Even the most efficacious medicines do not work when people don’t take them – and the same is true for digital medication adherence monitoring. Because while the approach has huge potential in clinical trials and routine practice alike, embracing the benefits relies on ensuring solutions are easy to use.

A variety of medication adherence monitoring solutions have emerged in recent years, as organizations vie to apply advanced technologies to this age-old problem. Yet some, such as those based on Video Directly Observed Therapy (VDOT), may be erecting, rather than ripping down, the barriers to optimal adherence.

A baked-in problem

Poor adherence to medication is common in both clinical trials and routine practice. An estimated 30% of study participants1 and up to half of people with long-term chronic conditions2 do not take their medicines either as set out in the protocol or as prescribed by their doctor. 

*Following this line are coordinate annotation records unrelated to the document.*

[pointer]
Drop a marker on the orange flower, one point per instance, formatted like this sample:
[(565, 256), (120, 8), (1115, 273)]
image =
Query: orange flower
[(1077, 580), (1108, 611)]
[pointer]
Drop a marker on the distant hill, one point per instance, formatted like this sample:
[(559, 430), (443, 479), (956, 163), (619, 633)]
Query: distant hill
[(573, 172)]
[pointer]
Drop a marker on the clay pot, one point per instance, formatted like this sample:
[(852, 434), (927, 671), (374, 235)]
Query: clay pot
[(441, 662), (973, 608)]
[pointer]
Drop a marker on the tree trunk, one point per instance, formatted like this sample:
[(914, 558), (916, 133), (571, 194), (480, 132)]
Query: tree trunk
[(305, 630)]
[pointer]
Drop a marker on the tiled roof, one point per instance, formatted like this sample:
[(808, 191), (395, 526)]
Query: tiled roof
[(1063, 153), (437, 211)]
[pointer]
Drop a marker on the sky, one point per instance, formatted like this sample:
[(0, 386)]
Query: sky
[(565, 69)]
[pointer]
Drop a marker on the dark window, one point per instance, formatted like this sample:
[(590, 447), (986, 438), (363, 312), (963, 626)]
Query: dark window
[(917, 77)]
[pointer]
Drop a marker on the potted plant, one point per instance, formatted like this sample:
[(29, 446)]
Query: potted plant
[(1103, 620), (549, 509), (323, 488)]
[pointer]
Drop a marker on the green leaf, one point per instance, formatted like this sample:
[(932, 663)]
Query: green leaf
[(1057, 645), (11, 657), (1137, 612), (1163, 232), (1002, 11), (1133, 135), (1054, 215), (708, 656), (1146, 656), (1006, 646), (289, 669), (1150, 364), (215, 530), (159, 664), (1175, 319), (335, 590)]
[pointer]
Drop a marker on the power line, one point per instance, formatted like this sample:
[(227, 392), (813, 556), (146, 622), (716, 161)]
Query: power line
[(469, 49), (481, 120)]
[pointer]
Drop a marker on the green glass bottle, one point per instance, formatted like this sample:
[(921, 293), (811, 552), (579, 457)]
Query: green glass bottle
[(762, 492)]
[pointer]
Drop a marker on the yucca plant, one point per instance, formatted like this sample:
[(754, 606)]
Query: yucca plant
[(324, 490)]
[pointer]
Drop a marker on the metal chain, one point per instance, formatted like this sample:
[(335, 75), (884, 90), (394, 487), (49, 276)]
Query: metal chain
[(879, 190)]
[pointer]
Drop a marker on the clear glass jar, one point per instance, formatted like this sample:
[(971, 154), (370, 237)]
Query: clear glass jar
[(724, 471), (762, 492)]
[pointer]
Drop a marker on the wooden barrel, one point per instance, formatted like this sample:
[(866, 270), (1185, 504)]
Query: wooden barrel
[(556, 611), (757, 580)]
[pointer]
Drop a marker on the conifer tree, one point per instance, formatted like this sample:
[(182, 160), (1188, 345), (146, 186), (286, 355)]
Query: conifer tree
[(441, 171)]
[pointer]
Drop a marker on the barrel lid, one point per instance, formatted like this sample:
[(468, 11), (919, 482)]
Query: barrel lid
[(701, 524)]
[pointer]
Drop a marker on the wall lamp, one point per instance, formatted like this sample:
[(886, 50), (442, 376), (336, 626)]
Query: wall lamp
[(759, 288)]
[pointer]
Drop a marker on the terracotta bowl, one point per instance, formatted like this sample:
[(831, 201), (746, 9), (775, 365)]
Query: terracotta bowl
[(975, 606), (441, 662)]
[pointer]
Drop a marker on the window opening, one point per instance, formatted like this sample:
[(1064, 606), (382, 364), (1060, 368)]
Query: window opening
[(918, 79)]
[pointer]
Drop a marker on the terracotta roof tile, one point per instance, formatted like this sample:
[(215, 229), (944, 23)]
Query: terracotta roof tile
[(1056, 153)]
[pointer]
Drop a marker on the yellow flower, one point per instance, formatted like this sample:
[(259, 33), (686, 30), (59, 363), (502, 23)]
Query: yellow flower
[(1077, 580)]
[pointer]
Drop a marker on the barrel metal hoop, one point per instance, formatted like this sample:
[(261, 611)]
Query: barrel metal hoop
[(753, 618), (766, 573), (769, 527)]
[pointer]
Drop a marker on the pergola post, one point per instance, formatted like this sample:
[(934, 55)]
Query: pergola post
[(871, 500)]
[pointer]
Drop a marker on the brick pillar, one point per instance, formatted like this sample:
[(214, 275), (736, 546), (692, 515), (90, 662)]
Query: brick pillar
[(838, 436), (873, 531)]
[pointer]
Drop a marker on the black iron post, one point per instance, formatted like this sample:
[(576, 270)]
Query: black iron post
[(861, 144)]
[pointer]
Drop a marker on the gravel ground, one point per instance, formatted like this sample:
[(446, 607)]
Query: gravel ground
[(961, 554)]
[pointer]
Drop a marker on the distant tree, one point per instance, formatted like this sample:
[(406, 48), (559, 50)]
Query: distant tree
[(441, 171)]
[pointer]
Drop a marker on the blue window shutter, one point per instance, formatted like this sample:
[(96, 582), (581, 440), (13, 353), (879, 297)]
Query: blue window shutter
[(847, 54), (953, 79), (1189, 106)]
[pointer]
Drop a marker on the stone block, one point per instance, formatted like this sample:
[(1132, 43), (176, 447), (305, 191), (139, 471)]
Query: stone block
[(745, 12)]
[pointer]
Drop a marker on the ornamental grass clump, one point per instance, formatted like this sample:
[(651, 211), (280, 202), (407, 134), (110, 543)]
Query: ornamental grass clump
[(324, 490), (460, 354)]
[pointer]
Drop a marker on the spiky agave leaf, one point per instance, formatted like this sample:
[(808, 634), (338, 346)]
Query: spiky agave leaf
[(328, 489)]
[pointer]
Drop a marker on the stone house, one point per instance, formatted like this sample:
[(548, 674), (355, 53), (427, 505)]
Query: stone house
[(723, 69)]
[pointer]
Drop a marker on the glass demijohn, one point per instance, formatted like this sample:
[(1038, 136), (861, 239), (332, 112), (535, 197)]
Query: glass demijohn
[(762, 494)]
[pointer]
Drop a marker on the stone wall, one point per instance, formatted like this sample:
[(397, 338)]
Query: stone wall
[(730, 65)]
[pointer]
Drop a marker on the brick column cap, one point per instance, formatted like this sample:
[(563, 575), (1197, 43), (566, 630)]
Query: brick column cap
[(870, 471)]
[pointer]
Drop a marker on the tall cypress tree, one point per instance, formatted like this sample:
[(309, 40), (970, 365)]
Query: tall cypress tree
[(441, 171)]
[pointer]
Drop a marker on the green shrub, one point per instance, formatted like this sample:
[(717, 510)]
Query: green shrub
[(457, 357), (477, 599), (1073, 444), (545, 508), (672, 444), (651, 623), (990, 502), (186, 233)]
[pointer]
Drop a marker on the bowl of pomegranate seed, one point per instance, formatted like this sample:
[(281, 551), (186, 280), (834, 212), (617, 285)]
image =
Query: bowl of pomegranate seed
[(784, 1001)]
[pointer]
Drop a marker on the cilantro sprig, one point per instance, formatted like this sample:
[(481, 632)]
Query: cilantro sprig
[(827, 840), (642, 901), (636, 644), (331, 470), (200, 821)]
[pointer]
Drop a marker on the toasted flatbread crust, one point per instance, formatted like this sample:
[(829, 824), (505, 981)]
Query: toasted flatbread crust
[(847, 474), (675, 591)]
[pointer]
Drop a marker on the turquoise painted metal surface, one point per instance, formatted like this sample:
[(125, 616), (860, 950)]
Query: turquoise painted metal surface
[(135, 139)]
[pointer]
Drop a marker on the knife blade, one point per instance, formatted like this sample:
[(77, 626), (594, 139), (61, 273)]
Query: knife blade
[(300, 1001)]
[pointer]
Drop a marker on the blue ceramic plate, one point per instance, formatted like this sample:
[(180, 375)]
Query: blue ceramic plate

It is a problem that can drain study power, potentially to the point of failure, and contribute to lower patient outcomes, including avoidable complications and even mortality – but researchers and clinicians have so far been thwarted in their attempts to overcome it.

Part of the roadblock has been a lack of workable management strategies. Self- or healthcare professional- (HCP) report is subjective and vulnerable to intentional and accidental bias, for example. Other approaches, such as measuring drug metabolites in hair, urine, or blood, and directly observed therapy (DOT) are burdensome and intrusive.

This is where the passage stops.